The mechanism whereby BNIP3 and NIX induce autophagy is uncertain, although several ideas have been advanced. The first is that BNIP3 and NIX can cause mitochondrial depolarization and dysfunction (Fig. 3A). This increases production of ROS, which induce autophagy (20) [reviewed in (89)]. The second is that BNIP3 and NIX can disrupt repressive Beclin 1-BCL-2 (or BCL-X_L) complexes, liberating Beclin 1, and activating autophagy (Fig. 3B) (6, 61, 83). Consistent with this latter model, addition of peptides derived from the BH3 domains of BNIP3 and NIX to normoxic cells causes an increase in autophagy and disruption of these complexes (6). BNIP3 binds and inhibits Rheb, an upstream activator of mammalian target of rapamycin; thus, a third possibility is that BNIP3 and NIX activate autophagy by inhibiting mammalian target of rapamycin activity (58). All of these models require additional genetic testing in vivo. It should also be noted that hypoxia induces autophagy through AMPK, independent of BNIP3 and NIX (82), and that hypoxia is not the only pathway that causes induction of BNIP3 and autophagy. With regard to the latter point, the AKT-regulated transcription factor FoxO3 binds Bnip3, Bnip3l, and LC3 in skeletal muscle, activates their expression, and causes induction of autophagy (62).

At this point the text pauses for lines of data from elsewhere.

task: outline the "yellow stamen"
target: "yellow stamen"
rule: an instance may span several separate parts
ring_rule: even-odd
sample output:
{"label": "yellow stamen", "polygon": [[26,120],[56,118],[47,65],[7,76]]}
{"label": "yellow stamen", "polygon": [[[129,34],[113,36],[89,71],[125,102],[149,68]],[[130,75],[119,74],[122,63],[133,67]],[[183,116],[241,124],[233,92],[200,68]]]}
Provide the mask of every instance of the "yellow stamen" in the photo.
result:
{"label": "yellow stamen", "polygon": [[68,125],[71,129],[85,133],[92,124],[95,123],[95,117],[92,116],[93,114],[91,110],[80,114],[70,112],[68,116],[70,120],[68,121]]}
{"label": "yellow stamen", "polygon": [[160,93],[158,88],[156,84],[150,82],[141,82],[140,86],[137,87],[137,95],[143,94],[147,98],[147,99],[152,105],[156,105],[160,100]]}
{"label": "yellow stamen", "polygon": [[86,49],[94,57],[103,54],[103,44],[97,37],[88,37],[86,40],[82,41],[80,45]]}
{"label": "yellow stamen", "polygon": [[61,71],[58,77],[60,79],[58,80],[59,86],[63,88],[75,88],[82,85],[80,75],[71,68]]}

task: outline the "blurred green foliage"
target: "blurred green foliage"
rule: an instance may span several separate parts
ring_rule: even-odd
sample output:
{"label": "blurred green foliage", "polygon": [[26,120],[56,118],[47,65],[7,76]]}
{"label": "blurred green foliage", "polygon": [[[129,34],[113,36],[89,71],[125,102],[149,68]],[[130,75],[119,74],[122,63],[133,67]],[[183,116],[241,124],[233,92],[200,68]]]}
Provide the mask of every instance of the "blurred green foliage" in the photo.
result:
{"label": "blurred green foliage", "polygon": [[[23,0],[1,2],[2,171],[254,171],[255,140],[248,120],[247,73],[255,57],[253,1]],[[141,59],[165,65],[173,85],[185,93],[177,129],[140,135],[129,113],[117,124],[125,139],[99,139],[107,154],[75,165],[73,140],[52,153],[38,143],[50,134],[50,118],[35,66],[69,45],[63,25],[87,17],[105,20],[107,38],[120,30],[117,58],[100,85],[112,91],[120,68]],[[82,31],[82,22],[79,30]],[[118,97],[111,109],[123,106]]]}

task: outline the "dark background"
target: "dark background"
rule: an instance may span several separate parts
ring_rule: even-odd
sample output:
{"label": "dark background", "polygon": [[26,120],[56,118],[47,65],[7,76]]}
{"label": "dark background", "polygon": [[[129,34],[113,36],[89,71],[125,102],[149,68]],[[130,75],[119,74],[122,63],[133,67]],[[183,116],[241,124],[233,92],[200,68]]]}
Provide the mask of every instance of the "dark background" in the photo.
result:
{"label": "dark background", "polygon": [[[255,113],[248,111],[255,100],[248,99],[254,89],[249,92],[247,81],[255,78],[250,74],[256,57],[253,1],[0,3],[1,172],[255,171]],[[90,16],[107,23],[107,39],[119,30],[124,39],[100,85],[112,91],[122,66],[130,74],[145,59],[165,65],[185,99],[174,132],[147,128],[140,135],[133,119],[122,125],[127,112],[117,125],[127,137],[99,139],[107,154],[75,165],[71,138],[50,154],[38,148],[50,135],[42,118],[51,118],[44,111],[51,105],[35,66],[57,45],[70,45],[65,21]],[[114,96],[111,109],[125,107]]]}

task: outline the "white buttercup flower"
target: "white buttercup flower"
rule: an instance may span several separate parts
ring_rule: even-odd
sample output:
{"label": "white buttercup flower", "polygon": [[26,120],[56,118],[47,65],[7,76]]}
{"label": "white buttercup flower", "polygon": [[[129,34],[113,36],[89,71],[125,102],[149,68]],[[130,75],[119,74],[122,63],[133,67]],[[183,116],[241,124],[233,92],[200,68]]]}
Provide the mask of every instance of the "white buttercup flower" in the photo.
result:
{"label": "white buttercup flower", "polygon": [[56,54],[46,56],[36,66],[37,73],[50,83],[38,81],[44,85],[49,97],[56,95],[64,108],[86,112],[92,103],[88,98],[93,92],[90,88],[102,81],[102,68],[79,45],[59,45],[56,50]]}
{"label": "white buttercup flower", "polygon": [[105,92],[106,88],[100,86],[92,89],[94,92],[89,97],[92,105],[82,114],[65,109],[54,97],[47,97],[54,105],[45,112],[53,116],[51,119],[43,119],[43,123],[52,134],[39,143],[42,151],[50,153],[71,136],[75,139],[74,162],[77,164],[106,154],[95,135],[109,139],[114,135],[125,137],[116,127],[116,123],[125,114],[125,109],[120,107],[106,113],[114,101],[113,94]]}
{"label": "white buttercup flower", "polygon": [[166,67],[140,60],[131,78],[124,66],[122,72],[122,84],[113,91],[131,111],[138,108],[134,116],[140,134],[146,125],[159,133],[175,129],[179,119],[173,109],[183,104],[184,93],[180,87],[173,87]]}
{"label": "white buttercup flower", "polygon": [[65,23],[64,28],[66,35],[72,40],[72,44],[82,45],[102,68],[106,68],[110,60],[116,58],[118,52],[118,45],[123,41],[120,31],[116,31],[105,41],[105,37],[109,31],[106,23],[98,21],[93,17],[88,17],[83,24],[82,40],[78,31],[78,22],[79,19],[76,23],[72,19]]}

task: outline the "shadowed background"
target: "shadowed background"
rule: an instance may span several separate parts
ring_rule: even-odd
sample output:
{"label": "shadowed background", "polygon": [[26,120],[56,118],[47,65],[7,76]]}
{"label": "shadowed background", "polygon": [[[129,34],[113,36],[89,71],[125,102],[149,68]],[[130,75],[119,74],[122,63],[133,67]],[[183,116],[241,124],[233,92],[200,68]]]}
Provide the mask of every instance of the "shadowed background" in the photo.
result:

FIG. 3. — **Mechanisms of BNIP3- and NIX-induced autophagy. (A)** Mitochondrial depolarization (shown in grey) causes mitochondrial dysfunction, and increased production of reactive oxygen species (ROS), which upregulates autophagy. This can be due to an indirect effect of NIX or BNIP3 on the MPT, as shown, or a direct effect of BNIP3 on mitochondria (as illustrated in Fig. 2). **(B)** The autophagy protein Beclin 1 is bound in an inactive form at the ER by multidomain antiapoptotic proteins. BH3-only proteins, such as NIX and BNIP3, can disrupt these complexes releasing beclin 1 (*arrow*), and upregulating autophagy.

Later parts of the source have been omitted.